Harvey, Charles ~ Anima Mundi: The Astrology of the Individual and the Collective (2002)

*Kempton-Smith, Debbi ~ Secrets from a Stargazer’s Notebook (1999)

*Levine, Joyce ~ Breakthrough Astrology (2006)

*Marks, Tracy ~ Astrology of Self-Discovery (2008)

* Oken, Alan ~ Alan Oken's Complete Astrology (2006)

*Organization for Professional Astrology (OPA) ~ How to Start, Maintain, and Expand an Astrological Practice (2001)

*Orr, Marjorie ~ The Astrological History of the World (2002)

*Rudhyar, Dane ~ The Lunation Cycle (1967)

*Schulman, Martin ~ Karmic Astrology: Joy and the Part of Fortune (1978)

**Stathis, Georgia ~ Business Astrology 101: Weaving the Web Between Business and Myth (2001)


Special Section on Chiron


Since Chiron is my specialty--and many people look for information on Chiron here on The Radical Virgo-- I’m listing three books that have influenced me in my Chiron studies:


Mini-Biblio on Chiron 

Clow, Barbara Hand ~ Chiron: Rainbow Bridge Between the Inner and Outer Planets (2002)

Reinhart, Melanie ~ Chiron and the Healing Journey (1999)

Stein, Zane ~ Chiron: Essence and Application (See bottom of sidebar)

And, of course, here’s another chance for shameless promotion of my new Chiron e-book and its hearty recommendations by other astrologers:

Mason, Joyce ~ Chiron and Wholeness: A Primer (Purchase here in Radical Virgo sidebar)



List Synthesis


In order to be properly Virgo-ized, the list must be synthesized! This post is illustrated with the book that “got the most votes,” Stephen Arroyo’s Astrology, Karma, and Transformation. You’ll see several authors’ names repeatedly—Stephen Arroyo, Liz Greene, and Donna Cunningham. These are by no means the only astrology books of merit out there. However, if you’re looking for a place to start or catch up on your astrology reading, I think you can’t go wrong with this list or any of the authors whose names appear multiple times.

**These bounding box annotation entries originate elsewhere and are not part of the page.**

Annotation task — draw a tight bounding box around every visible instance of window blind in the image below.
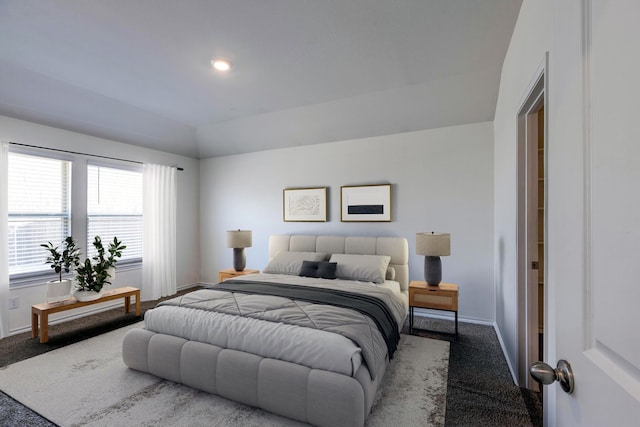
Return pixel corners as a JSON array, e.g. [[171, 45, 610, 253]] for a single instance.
[[8, 152, 71, 277], [87, 164, 142, 261]]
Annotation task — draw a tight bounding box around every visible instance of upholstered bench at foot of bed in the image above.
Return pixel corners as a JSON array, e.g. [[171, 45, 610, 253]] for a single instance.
[[122, 329, 386, 426]]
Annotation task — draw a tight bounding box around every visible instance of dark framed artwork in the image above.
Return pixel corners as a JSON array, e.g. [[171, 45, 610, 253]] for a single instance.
[[282, 187, 327, 222], [340, 184, 391, 222]]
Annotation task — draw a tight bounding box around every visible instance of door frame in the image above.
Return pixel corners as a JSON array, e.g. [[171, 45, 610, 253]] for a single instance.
[[516, 56, 549, 391]]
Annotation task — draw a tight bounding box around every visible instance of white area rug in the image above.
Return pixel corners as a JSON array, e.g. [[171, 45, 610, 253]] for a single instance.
[[0, 323, 449, 426]]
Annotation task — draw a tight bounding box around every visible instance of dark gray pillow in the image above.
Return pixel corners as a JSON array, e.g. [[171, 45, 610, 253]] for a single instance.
[[298, 261, 320, 279], [317, 261, 338, 280]]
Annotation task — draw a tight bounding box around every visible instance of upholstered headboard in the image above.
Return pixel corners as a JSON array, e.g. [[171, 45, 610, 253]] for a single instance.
[[269, 234, 409, 293]]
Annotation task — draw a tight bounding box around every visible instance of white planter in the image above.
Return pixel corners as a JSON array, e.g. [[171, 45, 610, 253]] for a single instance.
[[47, 279, 72, 303], [73, 290, 103, 301], [105, 267, 116, 289]]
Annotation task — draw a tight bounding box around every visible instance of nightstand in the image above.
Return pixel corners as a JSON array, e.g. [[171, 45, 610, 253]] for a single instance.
[[409, 280, 458, 337], [218, 268, 260, 282]]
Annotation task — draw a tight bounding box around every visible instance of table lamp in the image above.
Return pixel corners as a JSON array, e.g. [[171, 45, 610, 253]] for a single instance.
[[227, 230, 251, 271], [416, 231, 451, 286]]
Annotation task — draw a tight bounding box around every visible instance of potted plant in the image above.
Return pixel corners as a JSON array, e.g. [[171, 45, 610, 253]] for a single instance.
[[40, 236, 80, 302], [74, 236, 126, 301]]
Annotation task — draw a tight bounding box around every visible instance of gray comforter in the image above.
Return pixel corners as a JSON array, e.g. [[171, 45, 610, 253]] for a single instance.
[[150, 274, 406, 379]]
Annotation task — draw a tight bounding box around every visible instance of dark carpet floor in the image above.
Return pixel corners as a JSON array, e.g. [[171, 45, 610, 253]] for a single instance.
[[0, 291, 542, 427]]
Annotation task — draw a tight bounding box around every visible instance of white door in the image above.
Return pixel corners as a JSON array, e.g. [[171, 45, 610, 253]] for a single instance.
[[544, 0, 640, 426]]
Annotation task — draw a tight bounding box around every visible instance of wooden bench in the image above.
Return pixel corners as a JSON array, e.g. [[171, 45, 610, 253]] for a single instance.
[[31, 286, 140, 343]]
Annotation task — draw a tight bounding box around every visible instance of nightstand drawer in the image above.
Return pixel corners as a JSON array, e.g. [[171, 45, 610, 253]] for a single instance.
[[409, 280, 458, 337], [411, 292, 454, 309]]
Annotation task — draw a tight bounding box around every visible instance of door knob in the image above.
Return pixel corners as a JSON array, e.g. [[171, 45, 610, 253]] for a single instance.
[[529, 360, 575, 394]]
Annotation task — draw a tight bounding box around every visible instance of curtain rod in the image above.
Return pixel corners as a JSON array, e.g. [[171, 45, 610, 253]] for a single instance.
[[9, 142, 184, 171]]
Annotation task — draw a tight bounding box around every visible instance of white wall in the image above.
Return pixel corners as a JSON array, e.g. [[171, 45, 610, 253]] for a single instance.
[[0, 116, 200, 332], [200, 122, 495, 322], [493, 0, 553, 380]]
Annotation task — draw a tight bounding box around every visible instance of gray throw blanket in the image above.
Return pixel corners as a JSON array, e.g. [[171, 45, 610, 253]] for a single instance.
[[159, 282, 404, 379]]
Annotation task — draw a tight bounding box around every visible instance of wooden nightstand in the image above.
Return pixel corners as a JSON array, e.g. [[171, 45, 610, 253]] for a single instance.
[[409, 280, 458, 337], [218, 268, 260, 282]]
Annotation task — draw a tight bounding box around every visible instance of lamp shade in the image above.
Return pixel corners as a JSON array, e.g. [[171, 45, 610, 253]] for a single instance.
[[227, 230, 251, 248], [416, 231, 451, 256]]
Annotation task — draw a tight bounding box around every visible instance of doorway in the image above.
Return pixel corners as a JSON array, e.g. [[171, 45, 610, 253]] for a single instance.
[[517, 67, 547, 391]]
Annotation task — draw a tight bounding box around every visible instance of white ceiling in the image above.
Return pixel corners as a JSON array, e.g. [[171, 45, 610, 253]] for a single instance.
[[0, 0, 521, 158]]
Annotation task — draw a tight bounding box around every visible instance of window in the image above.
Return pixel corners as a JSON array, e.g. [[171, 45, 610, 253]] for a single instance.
[[87, 164, 142, 262], [8, 152, 71, 278]]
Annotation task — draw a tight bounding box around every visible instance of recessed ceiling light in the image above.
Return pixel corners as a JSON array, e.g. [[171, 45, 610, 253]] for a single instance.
[[211, 58, 231, 71]]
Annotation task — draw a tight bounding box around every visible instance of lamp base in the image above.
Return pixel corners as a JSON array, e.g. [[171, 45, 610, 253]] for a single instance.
[[424, 256, 442, 286], [233, 248, 247, 271]]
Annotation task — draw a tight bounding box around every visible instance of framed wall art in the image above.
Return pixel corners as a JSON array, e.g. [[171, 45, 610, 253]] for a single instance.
[[282, 187, 327, 222], [340, 184, 391, 222]]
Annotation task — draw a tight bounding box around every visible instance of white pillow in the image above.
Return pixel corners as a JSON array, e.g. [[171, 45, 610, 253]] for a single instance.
[[263, 251, 329, 276], [329, 254, 391, 283]]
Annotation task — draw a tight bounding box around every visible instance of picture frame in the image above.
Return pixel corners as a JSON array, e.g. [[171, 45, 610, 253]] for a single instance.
[[340, 184, 391, 222], [282, 187, 327, 222]]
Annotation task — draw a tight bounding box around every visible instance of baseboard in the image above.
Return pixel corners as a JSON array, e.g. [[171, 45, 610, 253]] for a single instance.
[[493, 322, 519, 386], [413, 308, 495, 326]]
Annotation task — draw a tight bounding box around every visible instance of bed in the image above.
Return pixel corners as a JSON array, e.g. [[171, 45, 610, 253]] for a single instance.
[[122, 235, 409, 426]]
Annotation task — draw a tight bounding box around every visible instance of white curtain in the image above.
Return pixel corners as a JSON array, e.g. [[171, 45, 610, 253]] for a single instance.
[[0, 142, 9, 338], [141, 164, 178, 301]]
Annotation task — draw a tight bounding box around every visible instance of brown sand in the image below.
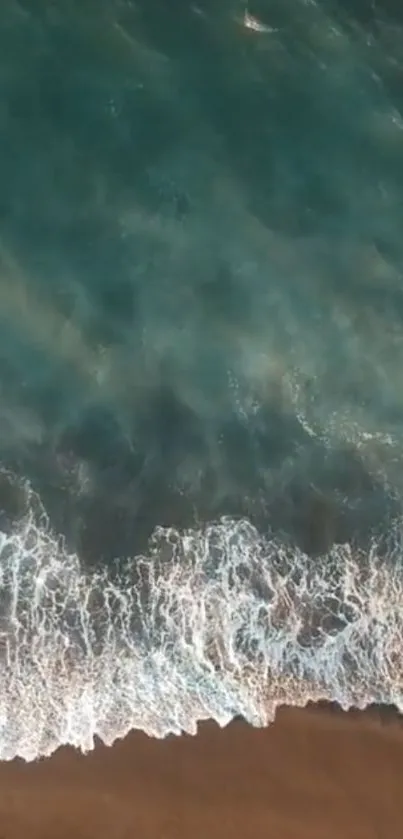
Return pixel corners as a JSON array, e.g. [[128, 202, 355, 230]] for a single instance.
[[0, 708, 403, 839]]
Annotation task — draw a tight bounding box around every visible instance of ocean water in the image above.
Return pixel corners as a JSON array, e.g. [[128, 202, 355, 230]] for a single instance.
[[0, 0, 403, 760]]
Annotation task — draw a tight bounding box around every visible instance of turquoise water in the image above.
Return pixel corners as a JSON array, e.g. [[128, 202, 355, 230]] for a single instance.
[[0, 0, 403, 759]]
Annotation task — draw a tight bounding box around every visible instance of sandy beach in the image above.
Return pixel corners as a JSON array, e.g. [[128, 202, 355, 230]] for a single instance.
[[0, 707, 403, 839]]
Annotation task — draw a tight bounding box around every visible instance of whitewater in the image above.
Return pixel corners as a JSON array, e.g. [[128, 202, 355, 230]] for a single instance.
[[0, 476, 403, 761]]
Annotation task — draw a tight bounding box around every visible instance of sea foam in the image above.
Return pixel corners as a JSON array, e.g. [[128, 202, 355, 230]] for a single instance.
[[0, 480, 403, 761]]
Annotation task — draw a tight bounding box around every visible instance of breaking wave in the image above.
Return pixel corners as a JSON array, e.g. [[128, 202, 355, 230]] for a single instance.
[[0, 476, 403, 761]]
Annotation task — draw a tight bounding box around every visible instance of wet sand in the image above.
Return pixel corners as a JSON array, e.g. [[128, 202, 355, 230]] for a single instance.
[[0, 708, 403, 839]]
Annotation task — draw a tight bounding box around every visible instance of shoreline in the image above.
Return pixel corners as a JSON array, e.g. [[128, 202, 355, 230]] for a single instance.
[[0, 704, 403, 839]]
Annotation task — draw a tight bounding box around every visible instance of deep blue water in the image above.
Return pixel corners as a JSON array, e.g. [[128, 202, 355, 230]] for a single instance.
[[0, 0, 403, 757], [0, 0, 403, 558]]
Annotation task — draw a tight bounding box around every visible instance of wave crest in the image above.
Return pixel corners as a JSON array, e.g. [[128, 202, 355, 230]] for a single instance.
[[0, 480, 403, 760]]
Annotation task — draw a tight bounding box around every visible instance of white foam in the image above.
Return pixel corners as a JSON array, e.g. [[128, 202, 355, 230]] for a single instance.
[[0, 480, 403, 761]]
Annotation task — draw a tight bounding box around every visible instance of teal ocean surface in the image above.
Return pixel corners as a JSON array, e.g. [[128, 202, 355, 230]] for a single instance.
[[0, 0, 403, 760]]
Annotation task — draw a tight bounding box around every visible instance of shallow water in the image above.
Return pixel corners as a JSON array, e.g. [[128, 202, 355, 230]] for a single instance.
[[0, 0, 403, 759]]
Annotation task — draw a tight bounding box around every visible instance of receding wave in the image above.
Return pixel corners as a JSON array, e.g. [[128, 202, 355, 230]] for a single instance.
[[0, 470, 403, 761]]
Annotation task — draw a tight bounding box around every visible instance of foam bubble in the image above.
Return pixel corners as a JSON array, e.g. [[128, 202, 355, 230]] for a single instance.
[[0, 480, 403, 761]]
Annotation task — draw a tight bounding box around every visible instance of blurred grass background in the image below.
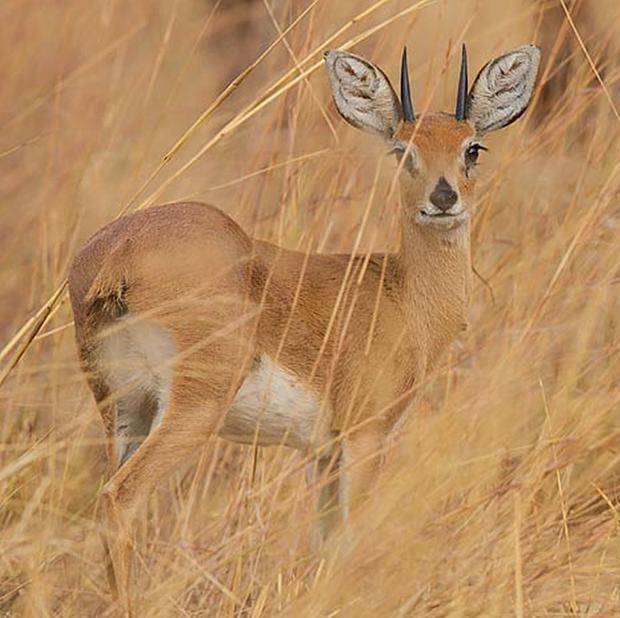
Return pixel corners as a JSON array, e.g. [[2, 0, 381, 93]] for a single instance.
[[0, 0, 620, 617]]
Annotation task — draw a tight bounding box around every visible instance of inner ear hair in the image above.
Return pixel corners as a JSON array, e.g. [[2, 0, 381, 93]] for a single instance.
[[466, 45, 540, 136], [325, 51, 402, 140]]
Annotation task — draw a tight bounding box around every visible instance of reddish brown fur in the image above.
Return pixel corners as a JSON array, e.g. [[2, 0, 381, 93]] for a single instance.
[[69, 114, 482, 608]]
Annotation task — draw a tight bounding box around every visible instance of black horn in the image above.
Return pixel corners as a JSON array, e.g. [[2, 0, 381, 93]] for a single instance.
[[454, 43, 467, 120], [400, 47, 415, 122]]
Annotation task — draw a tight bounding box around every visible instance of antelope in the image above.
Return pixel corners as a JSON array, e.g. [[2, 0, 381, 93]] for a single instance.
[[69, 45, 540, 604]]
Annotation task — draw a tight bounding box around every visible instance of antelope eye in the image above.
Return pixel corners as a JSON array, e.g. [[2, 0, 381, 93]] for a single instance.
[[465, 144, 487, 165]]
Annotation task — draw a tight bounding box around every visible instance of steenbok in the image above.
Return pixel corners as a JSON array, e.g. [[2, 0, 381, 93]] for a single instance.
[[69, 45, 540, 599]]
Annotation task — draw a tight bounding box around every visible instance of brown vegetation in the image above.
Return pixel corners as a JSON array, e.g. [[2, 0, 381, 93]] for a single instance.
[[0, 0, 620, 617]]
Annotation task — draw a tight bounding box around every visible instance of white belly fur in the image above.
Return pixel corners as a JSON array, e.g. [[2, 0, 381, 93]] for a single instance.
[[220, 354, 323, 449]]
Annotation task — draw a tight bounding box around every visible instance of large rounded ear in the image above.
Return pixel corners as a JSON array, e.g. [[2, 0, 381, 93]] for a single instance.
[[466, 45, 540, 135], [325, 51, 401, 139]]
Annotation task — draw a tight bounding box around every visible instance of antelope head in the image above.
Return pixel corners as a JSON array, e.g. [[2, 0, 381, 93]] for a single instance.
[[325, 45, 540, 233]]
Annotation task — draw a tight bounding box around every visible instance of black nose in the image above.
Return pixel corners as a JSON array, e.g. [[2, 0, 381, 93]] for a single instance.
[[430, 176, 459, 212]]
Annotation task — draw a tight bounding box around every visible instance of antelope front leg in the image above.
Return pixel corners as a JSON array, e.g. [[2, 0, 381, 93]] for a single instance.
[[306, 448, 341, 545], [340, 424, 384, 528]]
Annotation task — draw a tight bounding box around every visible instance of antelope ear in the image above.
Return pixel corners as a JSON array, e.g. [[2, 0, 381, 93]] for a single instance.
[[325, 51, 401, 139], [467, 45, 540, 135]]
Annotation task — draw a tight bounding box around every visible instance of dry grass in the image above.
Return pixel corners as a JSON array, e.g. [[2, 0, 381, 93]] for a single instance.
[[0, 0, 620, 617]]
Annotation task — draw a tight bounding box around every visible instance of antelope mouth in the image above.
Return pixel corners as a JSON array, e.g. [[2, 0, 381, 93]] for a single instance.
[[416, 208, 468, 228]]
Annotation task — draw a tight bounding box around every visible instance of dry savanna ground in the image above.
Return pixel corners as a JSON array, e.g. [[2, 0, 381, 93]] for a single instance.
[[0, 0, 620, 617]]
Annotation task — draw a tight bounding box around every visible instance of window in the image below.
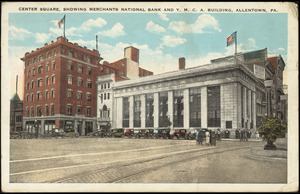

Publication dates can be helpful in terms of getting “the latest” ideas on planetary influences … or the newest insights about more recently discovered bodies like Chiron and the other centaurs. However, many of the oldies are still goodies.


Other Astrology Blogs


Some of the greatest sources of current astrological information are astrology blogs. You’ll see some of my favorites in the sidebar, but you might want to bookmark this link to the Top 100 astro-blogs on PostRank and visit it often.


I can’t rave enough about Donna Cunningham’s Sky Writer. This is a frequently updated blog, and Donna’s treasure trove of vast experience as an astrologer, writer, and wise woman with a great sense of humor shine through her easy-to-grasp and completely engaging articles. She often introduces fabulous new talent as guest bloggers. I consider it a can’t-miss.


Your Turn


Please let me know in the Comments if this kind of post is helpful to you. If yes, I may do others like it in the future. And if you have other favorite astrology books, please share them with The Radical Virgo community.


Now curl up in front of the fire and have yourself a good read!